TRIBUNAL DE JUSTIÇA DO ESTADO DO PIAUÍ
ÓRGÃO JULGADOR : 3ª Câmara Especializada Cível
APELAÇÃO CÍVEL (198) No 0859858-79.2024.8.18.0140
APELANTE: RAIMUNDA RODRIGUES DA SILVA, BANCO CBSS S.A.
Advogado(s) do reclamante: JACINTO TELES COUTINHO, KAIO EMANOEL TELES COUTINHO MORAES, ENY ANGE SOLEDADE BITTENCOURT DE ARAUJO
APELADO: BANCO CBSS S.A., RAIMUNDA RODRIGUES DA SILVA
Advogado(s) do reclamado: ENY ANGE SOLEDADE BITTENCOURT DE ARAUJO, JACINTO TELES COUTINHO, KAIO EMANOEL TELES COUTINHO MORAES
RELATOR(A): Desembargadora LUCICLEIDE PEREIRA BELO
EMENTA
DIREITO DO CONSUMIDOR. AÇÃO DECLARATÓRIA C/C INDENIZAÇÃO POR DANOS MORAIS. EMPRÉSTIMO CONSIGNADO NÃO CONTRATADO. DESCONTO INDEVIDO EM BENEFÍCIO PREVIDENCIÁRIO. INVERSÃO DO ÔNUS DA PROVA. AUSÊNCIA DE COMPROVAÇÃO DA CONTRATAÇÃO. DANO MORAL CONFIGURADO. RECURSO DESPROVIDO.
I. CASO EM EXAME
Apelação interposta em face de sentença que julgou procedente pedido formulado em ação declaratória de inexistência de débito cumulada com indenização por danos morais. A parte autora alegou desconhecimento da contratação de empréstimo consignado que originou descontos em seu benefício previdenciário. Requereu a declaração de nulidade do contrato, a devolução dos valores descontados e a condenação da instituição financeira ao pagamento de indenização por danos morais.
II. QUESTÃO EM DISCUSSÃO
Há duas questões em discussão: (i) definir se é válida a contratação de empréstimo consignado diante da ausência de comprovação documental da anuência da parte autora; (ii) estabelecer se há responsabilidade da instituição financeira pela indenização por danos morais decorrentes dos descontos indevidos.
III. RAZÕES DE DECIDIR
A instituição financeira é considerada fornecedora de serviços, nos termos dos arts. 3º e 14 do Código de Defesa do Consumidor, razão pela qual responde objetivamente pelos danos causados aos consumidores por falhas na prestação dos serviços.

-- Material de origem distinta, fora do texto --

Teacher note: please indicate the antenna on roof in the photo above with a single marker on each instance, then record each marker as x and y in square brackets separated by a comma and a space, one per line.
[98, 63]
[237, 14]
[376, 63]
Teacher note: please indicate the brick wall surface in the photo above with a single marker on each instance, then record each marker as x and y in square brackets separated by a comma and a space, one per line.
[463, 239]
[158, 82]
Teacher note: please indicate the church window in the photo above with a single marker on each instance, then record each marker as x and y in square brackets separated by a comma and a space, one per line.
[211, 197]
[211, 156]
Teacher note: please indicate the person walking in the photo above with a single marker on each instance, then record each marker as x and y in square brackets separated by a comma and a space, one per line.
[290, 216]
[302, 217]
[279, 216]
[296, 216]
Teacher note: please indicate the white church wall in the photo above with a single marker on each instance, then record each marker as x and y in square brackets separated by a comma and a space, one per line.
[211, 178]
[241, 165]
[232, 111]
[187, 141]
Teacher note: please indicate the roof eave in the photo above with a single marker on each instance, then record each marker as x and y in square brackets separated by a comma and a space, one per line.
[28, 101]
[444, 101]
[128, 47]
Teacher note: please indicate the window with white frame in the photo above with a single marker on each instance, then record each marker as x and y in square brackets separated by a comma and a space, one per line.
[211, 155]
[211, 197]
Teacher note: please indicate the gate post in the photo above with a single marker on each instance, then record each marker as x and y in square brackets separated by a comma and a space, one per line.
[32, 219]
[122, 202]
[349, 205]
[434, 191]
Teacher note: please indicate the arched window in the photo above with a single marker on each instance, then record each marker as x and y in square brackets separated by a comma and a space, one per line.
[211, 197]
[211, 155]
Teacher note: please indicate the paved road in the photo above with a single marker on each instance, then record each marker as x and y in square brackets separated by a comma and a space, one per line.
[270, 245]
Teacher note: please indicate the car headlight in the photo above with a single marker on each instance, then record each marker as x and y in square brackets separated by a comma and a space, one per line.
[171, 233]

Aplica-se ao caso o art. 6º, VIII, do CDC, que autoriza a inversão do ônus da prova em favor do consumidor, notadamente quando verossímil a alegação de inexistência de contratação e demonstrada a hipossuficiência técnica da parte autora.
O banco réu, embora ciente da controvérsia, não apresentou o instrumento contratual do empréstimo nem comprovante de transferência de valores ao suposto mutuário, em afronta à Súmula 18 do TJPI, o que enseja a nulidade do contrato por ausência de prova mínima da contratação.
O desconto indevido em benefício previdenciário, sem respaldo contratual, configura dano moral in re ipsa, sendo desnecessária a comprovação do abalo psíquico, conforme entendimento pacificado do STJ e jurisprudência de diversos tribunais.
A fixação da indenização por danos morais deve observar os princípios da razoabilidade e proporcionalidade, levando em conta o porte econômico das partes e a extensão do dano. No caso concreto, o valor de R$ 3.000,00 foi considerado adequado à reparação do ilícito e às circunstâncias do caso.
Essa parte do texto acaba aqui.